Pendant longtemps, l’on m’a raconté que pour le cas Deep Purple, seul le triptyque In Rock – Fireball – Machine Head suffisait pleinement, que tout le reste n’était que futilité, argent et temps perdus. Cela étant dit, être adulte, c’est aussi savoir s’affirmer et franchir parfois certains Rubicon, - comme écouter du Black Sabbath sans Ozzy au chant -, et donc là, une autre formation que le Deep Purple mark II. Exeunt Ian Gillan, démissionnaire, et Roger Glover, chassé comme un malpropre par sa majesté Blackmore, entrent dans le pourpre David Coverdale et Glen Hughes, qui allaient donner rapidement naissance à ce cinglant Burn, un album qui, à mon humble avis se doit d’être un peu réhabilité.

N’y allons pas par quatre chemins, après le précédent effort moyen, Deep Purple avait sans doute besoin de sang neuf pour repartir de plus belle, ce qui permet au quintet, sur cet album au moins, de retrouver de sa superbe. En tout cas la vigueur qui l’animait sur le fameux triptyque est de retour: l’on retrouve ici un groupe véloce, plein de fougue et d’entrain, à l’image de l’introductif Burn, qui est une étincelante ouverture de disque, à l’image d’un Speed King ou d’un Highway Star. Après, une telle mise en bouche, l’on pourrait dire que cet album va subir le syndrome du soufflet au fromage, mais en fait il n’en est rien. Et c’est là que les nouveaux venus vont avoir leur importance.
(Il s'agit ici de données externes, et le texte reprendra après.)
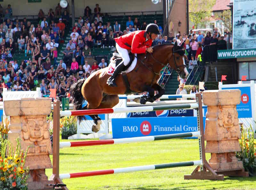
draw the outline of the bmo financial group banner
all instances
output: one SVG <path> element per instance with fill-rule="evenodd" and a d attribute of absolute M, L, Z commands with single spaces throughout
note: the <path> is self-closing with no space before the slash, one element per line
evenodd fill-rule
<path fill-rule="evenodd" d="M 113 138 L 196 131 L 197 118 L 193 117 L 194 112 L 193 110 L 174 110 L 136 112 L 129 113 L 127 118 L 112 118 Z"/>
La venue de Glen Hughes, outre ses qualités de bassiste plus funky que son prédécesseur, a surtout été conditionnée par ses qualités de chanteur: il a en effet un timbre assez particulier, donnant une coloration un peu plus soul à l’ensemble, et qui se marie parfaitement au chant plus classique de David Coverdale, le petit frère bouffi de Robert Plant. Et cette dualité de chant, à part sur Mistreated, va donner une facture assez plaisante à l’ensemble, une formule qui sera repris bien plus tard par quelques formations, je pense notamment à Alice In Chains ou à Isole. L’on perd sans doute en intensité, parce que ce ne sont pas des braillards comme Gillan, là où l’on gagne en mélodies vocales imparables. C’est cette première nouveauté qui rend ce disque très attachant, doté d'ailleurs de compositions bien ficelées.

L’autre singularité de ce disque, c’est son côté groovy à souhait, pour ne pas dire funky par instant, comme sur Sail Away et You Fool No One, qui enrichit grandement le hard rock du quintet. Et lorsque l’on a des musiciens talentueux et inspirés comme ici, c’est un vrai régal, Ian Paice étant d’ailleurs celui qui impressionne le plus sur cet album, même si ses acolytes ne sont pas en reste. L’on notera que c’est peut être ici que l’on a la quintessence du jeu de Blackmore au sein de Deep Purple – son aboutissement ce sera avec Rainbow de mon point de vue. Pour autant, malgré ces nouveautés, les anglais n’oublient pas leur fondamentaux, que ce soit avec ce côté rock’n roll de grand papa sur What’s Going On et le blues langoureux qu’est Mistreated.

Cela nous donne un album assez charnel et bien prenant, pour peu que l’on ne soit pas hermétique à ce genre de prouesses. En tout cas c’est assez direct et enjôleur, et pas prise de tête pour un sou, pour faire effet dès les premières mesures du titre Burn et ne pas vous lâcher par la suite. Ça sent évidemment la testostérone, mais dans le sens sex-appeal plutôt que bad boys, les jeans moules burnes, avec concombre emballé vendu en option, et les chemises ouvertes jusqu’au nombril, mais avec une veste, histoire de faire négligé chic. Oui, c’est le disque du beau gosse prêt à lever de la schnek à tout bout de champs, quitte à la larguer comme une vieille paire de chaussettes dès le lendemain matin. D’ailleurs, ne nous y trompons pas, la pochette est annonciatrice de la suite: le quintet a consumé le reste de sa créativité dans cet album, mais au moins il aura chaussé ses couilles pour nous sortir ce Burn.